ミュージアムの前には、展示でも紹介されていた、一目で水が出そうとわかる給水機がありました。
スイスは水が綺麗で豊富なので、街のあちこちに噴水があります。これは鑑賞用として作られたものではなく、元々は生活用水の為なのだと思いますが、今でも普通に飲めるようです。
水槽ではなく蛇口の方から水を水筒に入れて飲んでいる人を見かけることもあるので、大丈夫。
外から見た奇抜感と中の様子はなんだか少し違います。
意外に大人しいというか…。ちゃんとホワイトキューブな感じの展示室でした。
螺旋階段がいいですね。
建物も裏側から見ると丸みのある場所は階段なんだな、と納得です。意外に機能的な作りなのかも。
不思議な建物でした!
ヴィトラハウス
わー!イームスチェアが観覧車みたいに回ってる!!
ここは無料で入れる施設で、カフェ、ショップ、子どもたちの遊び場などがあります。
ショップにも可愛いものがたくさんあって、欲しくなりました。値段表記がわかりにくく、いくらなのか結局わからなかったものもあり、買わなかったですが、見ているだけでも楽しいです。
ヴィトラ・スライド・タワー
楽しい滑り台!安全のため、布の袋のようなソリで滑ります。そのままだとお尻が焼けてしまいますよね。今回は子どもたちが楽しんでいたので滑りませんでしたが、一度ロンドンのテートモダンにフラーの滑り台が設置されたことがあり、滑ったことがあります。結構スピードが出て楽しかったです。
ヴィトラ・シャウデポ
「Schau」(見る)「depot」(倉庫)
言葉は少し違いますが、Schaulagerとほぼ同じ意図を感じますね。
こちらも同じ建築事務所が設計していて、貴重なインテリアデザインのコレクションを見せる倉庫となっています。
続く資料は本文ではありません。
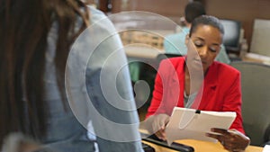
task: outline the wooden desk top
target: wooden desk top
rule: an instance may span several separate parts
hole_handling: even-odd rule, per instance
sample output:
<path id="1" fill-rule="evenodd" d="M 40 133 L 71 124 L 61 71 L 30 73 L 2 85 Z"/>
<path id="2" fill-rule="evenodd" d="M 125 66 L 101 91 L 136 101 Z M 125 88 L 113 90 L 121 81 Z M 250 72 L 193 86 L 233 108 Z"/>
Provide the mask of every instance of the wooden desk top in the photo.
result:
<path id="1" fill-rule="evenodd" d="M 156 152 L 175 152 L 175 150 L 162 148 L 149 142 L 146 142 L 146 141 L 143 142 L 153 147 L 156 149 Z M 199 140 L 193 140 L 193 139 L 182 139 L 182 140 L 177 140 L 176 142 L 194 147 L 195 152 L 228 152 L 228 150 L 223 148 L 223 147 L 220 142 L 212 143 L 212 142 L 199 141 Z M 248 146 L 245 152 L 262 152 L 262 151 L 263 151 L 263 148 L 261 147 Z"/>

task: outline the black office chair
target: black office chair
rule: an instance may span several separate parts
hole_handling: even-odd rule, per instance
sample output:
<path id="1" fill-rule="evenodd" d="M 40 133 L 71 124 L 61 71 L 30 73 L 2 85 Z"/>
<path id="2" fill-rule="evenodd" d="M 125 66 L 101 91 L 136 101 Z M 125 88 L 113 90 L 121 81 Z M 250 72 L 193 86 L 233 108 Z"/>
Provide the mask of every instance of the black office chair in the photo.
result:
<path id="1" fill-rule="evenodd" d="M 270 66 L 253 62 L 232 62 L 241 72 L 242 116 L 251 145 L 270 143 Z"/>
<path id="2" fill-rule="evenodd" d="M 235 54 L 239 56 L 241 50 L 240 32 L 241 22 L 236 20 L 220 20 L 224 27 L 223 44 L 228 54 Z M 239 60 L 239 58 L 231 58 L 232 60 Z"/>

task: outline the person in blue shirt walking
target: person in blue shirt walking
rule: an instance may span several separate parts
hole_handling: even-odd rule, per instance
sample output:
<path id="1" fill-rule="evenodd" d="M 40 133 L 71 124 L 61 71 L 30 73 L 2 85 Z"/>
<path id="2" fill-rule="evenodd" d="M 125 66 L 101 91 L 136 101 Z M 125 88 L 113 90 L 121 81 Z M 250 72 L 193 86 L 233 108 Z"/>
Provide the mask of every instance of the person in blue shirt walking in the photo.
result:
<path id="1" fill-rule="evenodd" d="M 0 16 L 0 149 L 22 132 L 58 152 L 143 151 L 127 58 L 101 11 L 80 0 L 5 0 Z"/>

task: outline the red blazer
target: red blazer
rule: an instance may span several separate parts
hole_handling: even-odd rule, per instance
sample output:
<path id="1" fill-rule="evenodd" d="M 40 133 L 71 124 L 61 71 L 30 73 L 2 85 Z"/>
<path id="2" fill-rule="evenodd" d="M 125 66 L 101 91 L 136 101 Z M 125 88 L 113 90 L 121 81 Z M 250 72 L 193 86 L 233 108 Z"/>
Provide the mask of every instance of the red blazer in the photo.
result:
<path id="1" fill-rule="evenodd" d="M 172 58 L 160 63 L 147 117 L 158 113 L 171 115 L 175 106 L 184 107 L 184 57 Z M 193 106 L 198 103 L 195 107 L 202 111 L 236 112 L 237 118 L 230 129 L 245 133 L 241 116 L 240 73 L 237 69 L 214 61 L 204 77 L 203 89 L 199 91 Z"/>

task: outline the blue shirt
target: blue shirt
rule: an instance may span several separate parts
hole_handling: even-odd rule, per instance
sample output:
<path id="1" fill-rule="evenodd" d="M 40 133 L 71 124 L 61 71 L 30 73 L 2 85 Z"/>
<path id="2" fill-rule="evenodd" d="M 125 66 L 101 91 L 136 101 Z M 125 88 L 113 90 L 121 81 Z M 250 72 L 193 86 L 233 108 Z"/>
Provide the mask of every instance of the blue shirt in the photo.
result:
<path id="1" fill-rule="evenodd" d="M 53 59 L 58 39 L 57 22 L 49 33 L 44 76 L 44 100 L 49 104 L 48 132 L 40 140 L 58 152 L 143 151 L 121 40 L 102 12 L 93 7 L 89 9 L 91 26 L 72 45 L 66 77 L 63 77 L 67 91 L 66 110 Z M 78 19 L 76 28 L 81 23 Z M 87 136 L 86 129 L 91 130 L 88 132 L 91 136 Z"/>
<path id="2" fill-rule="evenodd" d="M 175 34 L 167 35 L 164 40 L 164 49 L 166 53 L 172 54 L 187 54 L 187 48 L 185 46 L 185 36 L 189 33 L 189 28 L 183 27 L 182 31 Z M 216 57 L 216 60 L 230 64 L 230 60 L 226 53 L 225 47 L 221 45 L 221 49 L 218 56 Z"/>

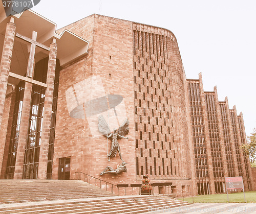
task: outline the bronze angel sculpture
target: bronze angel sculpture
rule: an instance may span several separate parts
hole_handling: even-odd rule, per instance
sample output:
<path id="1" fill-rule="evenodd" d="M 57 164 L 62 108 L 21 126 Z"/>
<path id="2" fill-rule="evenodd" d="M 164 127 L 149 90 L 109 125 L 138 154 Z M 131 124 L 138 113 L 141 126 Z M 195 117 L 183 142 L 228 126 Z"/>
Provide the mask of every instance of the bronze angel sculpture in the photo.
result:
<path id="1" fill-rule="evenodd" d="M 99 115 L 98 122 L 99 131 L 107 138 L 111 137 L 112 139 L 111 149 L 110 153 L 108 155 L 109 161 L 110 161 L 110 158 L 115 157 L 117 152 L 118 152 L 120 159 L 124 162 L 124 160 L 122 158 L 122 155 L 121 155 L 121 152 L 120 151 L 119 144 L 117 139 L 121 138 L 128 139 L 128 137 L 125 137 L 124 136 L 129 132 L 129 121 L 128 121 L 127 118 L 126 118 L 118 130 L 114 129 L 114 132 L 111 132 L 108 124 L 102 115 Z"/>

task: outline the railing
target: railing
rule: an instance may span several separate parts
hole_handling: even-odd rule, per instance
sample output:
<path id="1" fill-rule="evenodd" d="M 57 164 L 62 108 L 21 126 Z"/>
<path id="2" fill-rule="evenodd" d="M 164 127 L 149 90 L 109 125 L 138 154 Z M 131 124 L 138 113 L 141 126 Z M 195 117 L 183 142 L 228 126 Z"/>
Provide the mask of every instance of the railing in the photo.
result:
<path id="1" fill-rule="evenodd" d="M 83 179 L 81 178 L 81 175 L 84 176 Z M 99 178 L 96 178 L 95 177 L 92 176 L 91 175 L 88 175 L 86 173 L 83 173 L 82 172 L 76 172 L 75 174 L 75 180 L 83 180 L 84 181 L 87 181 L 90 184 L 94 184 L 95 186 L 97 186 L 99 185 L 99 187 L 100 188 L 105 188 L 105 187 L 102 188 L 102 186 L 104 186 L 104 184 L 105 185 L 105 191 L 108 191 L 108 186 L 111 187 L 111 192 L 112 193 L 113 193 L 113 187 L 117 186 L 113 183 L 110 183 L 108 181 L 103 181 L 103 180 L 100 179 Z M 94 182 L 93 182 L 94 180 Z M 109 184 L 109 185 L 108 185 Z"/>

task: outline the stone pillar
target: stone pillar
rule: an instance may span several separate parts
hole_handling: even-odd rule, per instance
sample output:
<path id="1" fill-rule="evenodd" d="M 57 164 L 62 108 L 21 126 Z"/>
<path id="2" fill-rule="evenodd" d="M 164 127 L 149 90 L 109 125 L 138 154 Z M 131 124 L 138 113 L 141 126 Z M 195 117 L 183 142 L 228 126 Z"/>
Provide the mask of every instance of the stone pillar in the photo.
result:
<path id="1" fill-rule="evenodd" d="M 2 120 L 2 128 L 0 129 L 0 179 L 3 179 L 6 171 L 10 139 L 14 112 L 16 93 L 15 90 L 8 94 L 5 102 Z"/>
<path id="2" fill-rule="evenodd" d="M 11 17 L 10 22 L 7 23 L 6 26 L 0 64 L 0 128 L 5 107 L 5 97 L 7 89 L 9 73 L 11 67 L 11 59 L 14 43 L 15 30 L 16 25 L 14 24 L 14 18 Z"/>
<path id="3" fill-rule="evenodd" d="M 45 98 L 43 121 L 42 125 L 42 137 L 40 146 L 38 178 L 46 179 L 47 161 L 50 140 L 50 129 L 52 118 L 52 108 L 53 98 L 53 88 L 55 75 L 56 62 L 57 59 L 57 44 L 56 39 L 53 39 L 50 47 L 50 53 L 47 70 L 47 88 Z"/>
<path id="4" fill-rule="evenodd" d="M 23 164 L 29 127 L 29 114 L 30 113 L 32 86 L 32 83 L 29 82 L 25 83 L 14 171 L 14 179 L 22 179 Z"/>
<path id="5" fill-rule="evenodd" d="M 206 147 L 206 154 L 208 159 L 208 179 L 207 182 L 209 182 L 210 185 L 210 194 L 215 194 L 215 186 L 214 184 L 214 171 L 212 167 L 212 159 L 211 158 L 211 152 L 210 148 L 210 142 L 209 134 L 209 128 L 208 125 L 208 120 L 207 116 L 207 107 L 206 102 L 204 96 L 204 88 L 203 86 L 203 79 L 202 78 L 202 73 L 199 73 L 199 86 L 200 88 L 200 94 L 202 100 L 202 109 L 203 112 L 203 117 L 204 121 L 204 141 Z"/>
<path id="6" fill-rule="evenodd" d="M 244 182 L 244 187 L 245 188 L 245 191 L 248 191 L 249 187 L 248 186 L 248 183 L 247 182 L 247 177 L 246 177 L 246 173 L 245 172 L 245 160 L 244 159 L 244 154 L 243 151 L 240 148 L 240 147 L 242 146 L 242 141 L 241 141 L 241 136 L 240 134 L 240 132 L 239 131 L 239 123 L 238 122 L 238 117 L 237 112 L 237 108 L 236 106 L 233 107 L 233 109 L 234 110 L 234 123 L 236 124 L 236 128 L 237 129 L 237 132 L 238 138 L 238 144 L 239 145 L 239 155 L 240 156 L 241 162 L 242 162 L 242 171 L 243 172 L 243 180 Z"/>
<path id="7" fill-rule="evenodd" d="M 239 176 L 239 173 L 238 172 L 238 160 L 236 154 L 236 147 L 234 145 L 235 142 L 233 134 L 233 131 L 232 130 L 232 123 L 231 122 L 230 113 L 229 111 L 227 97 L 225 98 L 225 102 L 226 102 L 226 110 L 227 111 L 227 116 L 228 120 L 228 128 L 230 134 L 229 136 L 230 137 L 230 146 L 232 149 L 232 154 L 228 154 L 228 155 L 232 155 L 232 156 L 234 164 L 234 176 L 236 177 L 238 177 Z"/>

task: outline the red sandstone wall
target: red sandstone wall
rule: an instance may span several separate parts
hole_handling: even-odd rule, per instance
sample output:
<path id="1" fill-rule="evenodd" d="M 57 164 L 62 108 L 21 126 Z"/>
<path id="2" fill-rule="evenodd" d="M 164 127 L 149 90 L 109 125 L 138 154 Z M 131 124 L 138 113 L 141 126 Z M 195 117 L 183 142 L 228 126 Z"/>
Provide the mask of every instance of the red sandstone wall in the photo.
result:
<path id="1" fill-rule="evenodd" d="M 100 177 L 99 174 L 106 165 L 116 169 L 117 164 L 121 162 L 118 154 L 116 157 L 111 158 L 110 162 L 108 161 L 106 154 L 110 149 L 110 140 L 107 146 L 105 137 L 95 137 L 92 133 L 97 129 L 97 117 L 90 118 L 86 116 L 84 119 L 81 119 L 70 117 L 66 102 L 66 91 L 72 86 L 75 88 L 77 84 L 81 84 L 80 89 L 75 88 L 79 103 L 81 99 L 87 101 L 88 99 L 98 98 L 102 93 L 102 88 L 106 94 L 120 94 L 124 98 L 130 131 L 127 135 L 129 139 L 119 140 L 119 143 L 123 159 L 128 163 L 128 172 L 115 176 L 106 174 L 101 178 L 115 183 L 134 182 L 132 22 L 93 15 L 65 28 L 88 40 L 90 43 L 87 58 L 60 72 L 54 146 L 54 178 L 57 178 L 57 170 L 60 157 L 71 157 L 71 179 L 74 178 L 74 174 L 77 171 Z M 81 82 L 93 77 L 97 77 L 96 79 L 98 80 L 98 77 L 100 77 L 102 85 L 93 84 L 91 91 L 83 91 L 83 87 L 88 88 L 86 85 L 87 83 L 83 85 Z M 90 98 L 84 97 L 83 95 L 79 97 L 83 93 L 89 94 Z M 74 100 L 75 102 L 76 100 Z M 118 114 L 118 110 L 117 112 Z M 119 123 L 121 124 L 122 121 Z M 62 124 L 65 124 L 65 126 L 62 127 Z M 113 131 L 113 129 L 111 131 Z"/>

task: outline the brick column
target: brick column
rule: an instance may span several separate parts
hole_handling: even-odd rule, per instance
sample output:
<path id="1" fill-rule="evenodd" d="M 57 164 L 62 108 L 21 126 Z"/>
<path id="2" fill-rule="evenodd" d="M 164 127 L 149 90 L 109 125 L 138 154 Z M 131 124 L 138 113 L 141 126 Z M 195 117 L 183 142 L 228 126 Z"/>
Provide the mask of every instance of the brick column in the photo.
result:
<path id="1" fill-rule="evenodd" d="M 3 48 L 1 63 L 0 64 L 0 128 L 4 108 L 5 107 L 5 97 L 9 73 L 11 67 L 11 59 L 12 55 L 12 49 L 14 43 L 14 37 L 16 25 L 14 24 L 14 18 L 11 17 L 10 22 L 7 23 L 5 32 L 5 40 Z"/>
<path id="2" fill-rule="evenodd" d="M 238 160 L 236 154 L 234 135 L 233 135 L 233 130 L 232 130 L 232 123 L 231 122 L 230 113 L 229 112 L 229 107 L 228 106 L 228 101 L 227 97 L 225 98 L 225 102 L 226 102 L 226 110 L 227 111 L 227 116 L 228 120 L 228 128 L 229 130 L 229 131 L 230 137 L 230 146 L 232 149 L 232 154 L 229 154 L 229 155 L 232 156 L 234 161 L 234 175 L 236 177 L 238 177 L 239 176 L 239 173 L 238 172 Z"/>
<path id="3" fill-rule="evenodd" d="M 48 160 L 48 150 L 50 140 L 50 129 L 52 118 L 52 101 L 53 88 L 55 76 L 56 62 L 57 59 L 57 44 L 56 39 L 53 39 L 50 47 L 50 53 L 47 70 L 47 88 L 45 98 L 43 121 L 42 125 L 42 137 L 40 146 L 38 178 L 46 179 L 47 171 L 47 161 Z"/>
<path id="4" fill-rule="evenodd" d="M 208 179 L 206 181 L 209 182 L 210 185 L 210 194 L 215 194 L 215 186 L 214 184 L 214 171 L 212 167 L 212 159 L 211 158 L 211 152 L 210 148 L 210 138 L 209 134 L 209 128 L 208 125 L 208 120 L 207 116 L 207 107 L 206 102 L 204 96 L 204 88 L 203 86 L 203 79 L 202 78 L 202 73 L 199 73 L 199 87 L 200 88 L 200 94 L 202 100 L 202 109 L 203 112 L 203 117 L 204 121 L 204 141 L 206 147 L 206 154 L 208 160 Z"/>
<path id="5" fill-rule="evenodd" d="M 214 92 L 215 94 L 215 102 L 216 103 L 216 111 L 217 112 L 218 124 L 219 126 L 219 133 L 220 133 L 220 138 L 221 148 L 221 155 L 222 155 L 222 161 L 223 163 L 223 171 L 224 174 L 224 178 L 226 177 L 228 177 L 228 173 L 227 170 L 227 158 L 226 156 L 226 152 L 225 151 L 225 145 L 224 140 L 224 135 L 223 135 L 223 126 L 222 125 L 222 122 L 221 121 L 221 111 L 220 107 L 220 104 L 219 103 L 219 99 L 218 98 L 218 92 L 217 92 L 217 86 L 214 87 Z M 223 178 L 224 179 L 224 178 Z M 222 181 L 222 182 L 225 182 L 224 180 Z"/>
<path id="6" fill-rule="evenodd" d="M 22 106 L 22 116 L 20 118 L 20 126 L 17 149 L 17 157 L 16 158 L 15 168 L 14 171 L 14 179 L 22 179 L 23 172 L 23 164 L 25 154 L 27 136 L 29 127 L 29 114 L 31 102 L 31 93 L 33 85 L 26 82 L 24 90 L 24 97 Z"/>
<path id="7" fill-rule="evenodd" d="M 236 106 L 233 107 L 233 109 L 234 110 L 234 123 L 236 123 L 236 126 L 237 128 L 237 135 L 238 138 L 238 144 L 239 145 L 239 152 L 240 158 L 242 162 L 242 171 L 243 172 L 243 180 L 244 182 L 244 187 L 245 188 L 245 190 L 248 190 L 249 187 L 248 186 L 248 183 L 247 182 L 247 177 L 246 177 L 246 173 L 245 172 L 245 160 L 244 159 L 244 155 L 243 151 L 241 149 L 240 149 L 240 147 L 242 146 L 242 141 L 241 141 L 241 136 L 239 130 L 239 124 L 238 122 L 238 117 L 237 112 L 237 108 Z"/>
<path id="8" fill-rule="evenodd" d="M 3 127 L 0 130 L 0 179 L 4 179 L 6 171 L 15 98 L 16 93 L 14 90 L 7 96 L 5 103 Z"/>

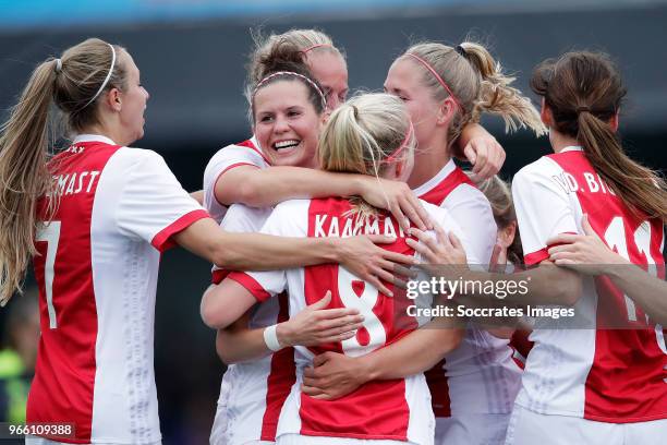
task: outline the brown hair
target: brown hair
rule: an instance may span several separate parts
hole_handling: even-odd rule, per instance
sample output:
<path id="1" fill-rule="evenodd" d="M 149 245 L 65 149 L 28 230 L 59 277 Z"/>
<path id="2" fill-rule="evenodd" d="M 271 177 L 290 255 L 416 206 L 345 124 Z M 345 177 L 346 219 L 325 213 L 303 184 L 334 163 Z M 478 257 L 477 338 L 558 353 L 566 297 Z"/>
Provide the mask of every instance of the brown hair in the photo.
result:
<path id="1" fill-rule="evenodd" d="M 609 125 L 626 88 L 607 55 L 575 51 L 545 60 L 535 68 L 531 87 L 544 97 L 555 130 L 577 139 L 595 171 L 631 212 L 667 219 L 665 180 L 630 159 Z"/>
<path id="2" fill-rule="evenodd" d="M 255 94 L 258 89 L 278 81 L 296 81 L 304 84 L 308 91 L 308 101 L 313 105 L 317 115 L 324 112 L 326 99 L 322 86 L 303 63 L 301 50 L 294 44 L 287 40 L 276 43 L 270 47 L 269 51 L 257 58 L 255 70 L 257 81 L 246 84 L 245 93 L 250 101 L 252 123 L 255 122 Z M 270 79 L 267 80 L 269 76 Z"/>
<path id="3" fill-rule="evenodd" d="M 253 40 L 255 41 L 255 49 L 250 55 L 247 63 L 248 85 L 255 85 L 265 77 L 262 60 L 266 59 L 267 55 L 271 53 L 277 46 L 288 45 L 292 47 L 296 51 L 298 62 L 305 70 L 307 70 L 306 57 L 311 51 L 333 52 L 344 59 L 343 51 L 333 46 L 331 37 L 317 29 L 290 29 L 282 34 L 270 34 L 266 37 L 260 32 L 255 32 Z"/>
<path id="4" fill-rule="evenodd" d="M 465 173 L 471 176 L 469 171 Z M 499 176 L 494 175 L 482 182 L 477 182 L 476 185 L 490 203 L 498 230 L 502 230 L 510 224 L 517 222 L 512 192 L 506 181 L 500 179 Z M 521 237 L 519 236 L 519 225 L 514 224 L 514 239 L 507 248 L 507 257 L 513 264 L 520 264 L 523 262 L 523 248 L 521 245 Z"/>
<path id="5" fill-rule="evenodd" d="M 539 113 L 521 92 L 512 86 L 514 77 L 506 75 L 500 63 L 488 50 L 476 43 L 465 41 L 457 49 L 438 44 L 413 45 L 399 59 L 413 60 L 423 71 L 422 82 L 434 92 L 437 100 L 450 97 L 439 79 L 409 55 L 417 56 L 438 74 L 454 96 L 457 107 L 450 125 L 448 142 L 451 145 L 470 122 L 477 122 L 482 112 L 499 115 L 506 130 L 529 127 L 537 135 L 546 132 Z"/>
<path id="6" fill-rule="evenodd" d="M 113 47 L 120 52 L 121 47 Z M 87 39 L 64 51 L 59 59 L 41 62 L 28 80 L 19 103 L 12 108 L 0 135 L 0 303 L 21 290 L 25 269 L 35 251 L 38 229 L 36 204 L 50 195 L 47 219 L 58 200 L 47 167 L 53 128 L 49 110 L 54 104 L 71 131 L 81 132 L 98 122 L 97 101 L 113 52 L 109 44 Z M 125 69 L 118 58 L 105 87 L 123 89 Z M 104 93 L 104 92 L 102 92 Z"/>
<path id="7" fill-rule="evenodd" d="M 402 161 L 415 144 L 408 111 L 398 97 L 362 94 L 331 113 L 317 154 L 323 170 L 380 177 Z M 350 202 L 362 218 L 376 213 L 360 197 Z"/>

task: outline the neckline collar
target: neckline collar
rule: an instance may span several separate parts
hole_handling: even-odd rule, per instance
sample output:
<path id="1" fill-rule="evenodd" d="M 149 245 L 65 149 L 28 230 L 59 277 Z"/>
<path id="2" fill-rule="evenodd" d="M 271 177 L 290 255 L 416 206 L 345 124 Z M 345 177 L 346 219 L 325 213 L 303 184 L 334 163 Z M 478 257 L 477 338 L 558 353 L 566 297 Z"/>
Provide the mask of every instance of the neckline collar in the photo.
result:
<path id="1" fill-rule="evenodd" d="M 435 189 L 440 182 L 442 182 L 445 178 L 447 178 L 454 170 L 454 168 L 457 168 L 457 165 L 454 164 L 453 158 L 449 159 L 449 161 L 445 164 L 445 167 L 442 167 L 440 171 L 438 171 L 433 178 L 430 178 L 428 181 L 424 182 L 416 189 L 412 189 L 412 191 L 417 196 L 428 193 L 429 191 Z"/>
<path id="2" fill-rule="evenodd" d="M 116 142 L 101 134 L 77 134 L 74 141 L 72 141 L 73 144 L 78 144 L 81 142 L 104 142 L 109 145 L 118 145 Z"/>

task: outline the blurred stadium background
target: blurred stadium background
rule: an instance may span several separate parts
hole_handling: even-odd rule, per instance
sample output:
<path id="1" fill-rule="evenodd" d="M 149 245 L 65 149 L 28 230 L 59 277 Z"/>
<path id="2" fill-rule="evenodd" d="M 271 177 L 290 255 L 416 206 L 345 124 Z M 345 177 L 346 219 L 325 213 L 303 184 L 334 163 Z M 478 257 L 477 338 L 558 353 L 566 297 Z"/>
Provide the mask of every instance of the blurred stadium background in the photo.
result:
<path id="1" fill-rule="evenodd" d="M 456 45 L 471 36 L 517 73 L 524 91 L 547 57 L 584 48 L 611 53 L 629 89 L 626 147 L 664 172 L 666 25 L 667 0 L 0 0 L 0 118 L 47 56 L 92 36 L 123 45 L 151 96 L 146 136 L 135 145 L 160 153 L 192 191 L 219 147 L 250 134 L 242 86 L 251 29 L 325 31 L 345 50 L 352 92 L 381 89 L 389 64 L 412 41 Z M 496 119 L 484 123 L 507 151 L 506 179 L 549 151 L 546 139 L 505 135 Z M 223 371 L 215 334 L 198 315 L 209 267 L 182 250 L 167 253 L 161 267 L 155 365 L 163 443 L 203 444 Z M 5 317 L 1 311 L 0 332 Z M 7 336 L 2 341 L 8 347 Z M 0 411 L 3 402 L 0 396 Z"/>

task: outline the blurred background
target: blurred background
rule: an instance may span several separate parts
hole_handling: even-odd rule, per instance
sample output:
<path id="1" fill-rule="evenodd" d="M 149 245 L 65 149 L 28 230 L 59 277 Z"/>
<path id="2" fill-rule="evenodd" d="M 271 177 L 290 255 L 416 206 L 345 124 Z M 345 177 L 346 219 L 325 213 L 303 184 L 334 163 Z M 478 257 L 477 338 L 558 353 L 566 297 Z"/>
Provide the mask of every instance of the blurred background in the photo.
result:
<path id="1" fill-rule="evenodd" d="M 352 92 L 381 89 L 393 58 L 421 39 L 486 44 L 525 92 L 545 58 L 607 51 L 629 91 L 626 148 L 663 172 L 667 166 L 667 0 L 0 0 L 0 118 L 46 57 L 94 36 L 122 45 L 150 93 L 146 135 L 135 145 L 160 153 L 185 189 L 198 190 L 214 153 L 250 135 L 242 87 L 251 31 L 293 27 L 317 27 L 345 50 Z M 546 139 L 483 123 L 507 152 L 505 179 L 549 152 Z M 163 255 L 155 366 L 166 445 L 207 443 L 215 414 L 225 368 L 198 314 L 209 276 L 208 264 L 182 250 Z M 25 402 L 31 299 L 33 290 L 0 311 L 0 421 L 16 421 Z"/>

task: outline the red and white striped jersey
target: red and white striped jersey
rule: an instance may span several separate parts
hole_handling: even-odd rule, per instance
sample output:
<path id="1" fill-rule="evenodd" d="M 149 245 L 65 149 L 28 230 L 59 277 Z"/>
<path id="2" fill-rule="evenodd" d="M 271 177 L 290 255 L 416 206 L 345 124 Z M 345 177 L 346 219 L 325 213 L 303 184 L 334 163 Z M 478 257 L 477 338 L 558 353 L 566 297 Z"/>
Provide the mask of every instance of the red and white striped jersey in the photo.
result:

地下にはイームズチェアなどが大量に棚に積まれています。
ガラス張りで覗き込むだけです。
オフィスを再現した場所もありました。(ガラス張り)
一階奥ではメキシコの建築家の特集企画が展示されていました。
1階の展示エリアでは、グラデーションになるように椅子が展示されておりました。
椅子っていうか、もはや彫刻…みたいなものもある。
ドーム
テントのドームがガーデンの向こうに見えます。
明るいのですが、もうこの時点で17時半過ぎなんですよね。
実はバーゼルの街中から40分ぐらいかけて自転車で来たので、結構もうヘトヘトだったのです。ちょっと、近づいてよく見る体力がもうありませんでした。
デザインの道標
自転車で来た人も、トラムで来た人も最後まで楽しめるのがコレです。
自転車に乗りながら適当に撮ったのでちゃんと写っていませんが、中にミニチュアの椅子のオブジェが入っているんです。可愛い〜!欲しくなる〜!道沿いにこの小さな展示室が何個も設置されています。来る時も帰る時もこの標に沿って行くとトラム駅とヴィトラの間を楽しく行き来できますよ〜!
しかし、vitraのミニチュア名椅子シリーズ、どれもうん万円以上のお値段でびびる。本物はいくらなんですか…。